Scientists first administered drug-screening (urine) tests to identify subjects who had used cocaine within the last 72 hours. Following the screening test, all participants completed a battery of tests that measured attention and executive function (e.g., planning ability), memory and learning, and motor function.
“Compared with healthy subjects, cocaine abusers had deficits on tasks that tested attention, executive function, and verbal memory,” Woicik said — a finding consistent with her lab’s previous research.

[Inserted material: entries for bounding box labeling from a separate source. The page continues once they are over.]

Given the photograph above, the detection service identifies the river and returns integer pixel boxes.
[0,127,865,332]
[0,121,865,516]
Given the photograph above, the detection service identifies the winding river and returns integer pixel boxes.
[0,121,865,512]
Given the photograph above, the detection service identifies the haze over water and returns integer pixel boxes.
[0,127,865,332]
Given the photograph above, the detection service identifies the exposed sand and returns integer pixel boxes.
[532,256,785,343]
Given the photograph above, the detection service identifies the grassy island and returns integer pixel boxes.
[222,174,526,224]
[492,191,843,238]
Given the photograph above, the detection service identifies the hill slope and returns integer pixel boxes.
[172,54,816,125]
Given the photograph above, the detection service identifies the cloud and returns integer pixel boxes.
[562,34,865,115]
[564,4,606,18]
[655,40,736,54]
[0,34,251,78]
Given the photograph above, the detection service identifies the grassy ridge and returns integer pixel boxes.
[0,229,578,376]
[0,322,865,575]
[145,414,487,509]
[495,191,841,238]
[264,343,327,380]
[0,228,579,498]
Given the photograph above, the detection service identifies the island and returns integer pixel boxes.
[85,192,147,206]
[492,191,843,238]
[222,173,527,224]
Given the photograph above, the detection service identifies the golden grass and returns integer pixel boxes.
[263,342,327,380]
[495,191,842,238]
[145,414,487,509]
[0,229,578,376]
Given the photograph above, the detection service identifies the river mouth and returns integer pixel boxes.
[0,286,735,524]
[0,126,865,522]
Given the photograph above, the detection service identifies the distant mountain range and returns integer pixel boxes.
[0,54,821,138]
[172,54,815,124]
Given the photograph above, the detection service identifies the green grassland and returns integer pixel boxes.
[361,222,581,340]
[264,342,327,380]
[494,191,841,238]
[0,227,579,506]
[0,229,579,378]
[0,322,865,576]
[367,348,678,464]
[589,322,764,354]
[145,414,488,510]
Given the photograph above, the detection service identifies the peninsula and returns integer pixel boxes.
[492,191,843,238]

In the current study, however, the scientists extended their previous findings by examining the effects of recent cocaine use in a larger sample.
The main finding: “The deficits were most obvious in the cocaine-addicted individuals who had been abstinent from cocaine longer than 72 hours,” Woicik said, “and this effect was not due to withdrawal-related depressive symptoms.” Surprisingly, the subjects with the most cognitive impairment reported the least depression and vice versa.
The scientists also tested other factors that frequently differ between cocaine-addicted individuals and healthy populations — such as cigarette smoking and frequency of alcohol consumption — none of which changed the results.
The finding of less impairment in recent users of cocaine led Woicik to speculate that this better cognitive functioning as associated with recent cocaine use may potentially predispose cocaine-addicted individuals to relapse. “This notion is consistent with a self-medicating hypothesis of addiction, which suggests that addiction results from continual use of a specific drug for its remedial effects,” she said. “In other words, an individual can become addicted to a specific drug because its unique psychopharmacologic action reduces emotional (e.g., negative mood) or cognitive (e.g., poor attention) deficits with which the individual struggles.”
The research also suggests that pharmaceutical agents that improve neurocognitive function without negatively influencing mood might increase positive outcomes of addiction treatment. “A non-addictive drug that enhances neurocognitive function (similar to cocaine in the recent users) might be an effective therapy for cocaine addiction, particularly in reducing relapse,” Woicik said.
Woicik added that the findings also suggest a new way to make use of drug-screening findings. “Drug screening tests are becoming a ubiquitous feature of court-mandated and voluntary treatment programs,” she said. “If urine drug tests are indicators of the extent of cognitive and emotional impairments in drug abusers, then this common, inexpensive test might be used to customize interventions, particularly at the time of entry into a treatment program.” Future research is required to establish whether urine screening is a valid and reliable marker for the severity of these impairments, she emphasized, “however the current findings point to this possibility.” Collaborators on the study were Rita Z. Goldstein (who led the study as principal investigator), Nelly Alia-Klein, Gene-Jack Wang, Thomas Maloney, Tanya Lukasik, and Olga Yeliosof, all of Brookhaven Lab; Scott J. Moeller, University of Michigan; and Nora D. Volkow, National Institute on Drug Abuse (NIDA).
This study was supported by grants from the NIDA; a NARSAD Young Investigator Award; a Stony Brook University/Brookhaven National Laboratory seed grant; the National Institute on Alcohol Abuse and Alcoholism; Brookhaven’s own Laboratory Directed Research and Development fund; and the General Clinical Research Center of Stony Brook University.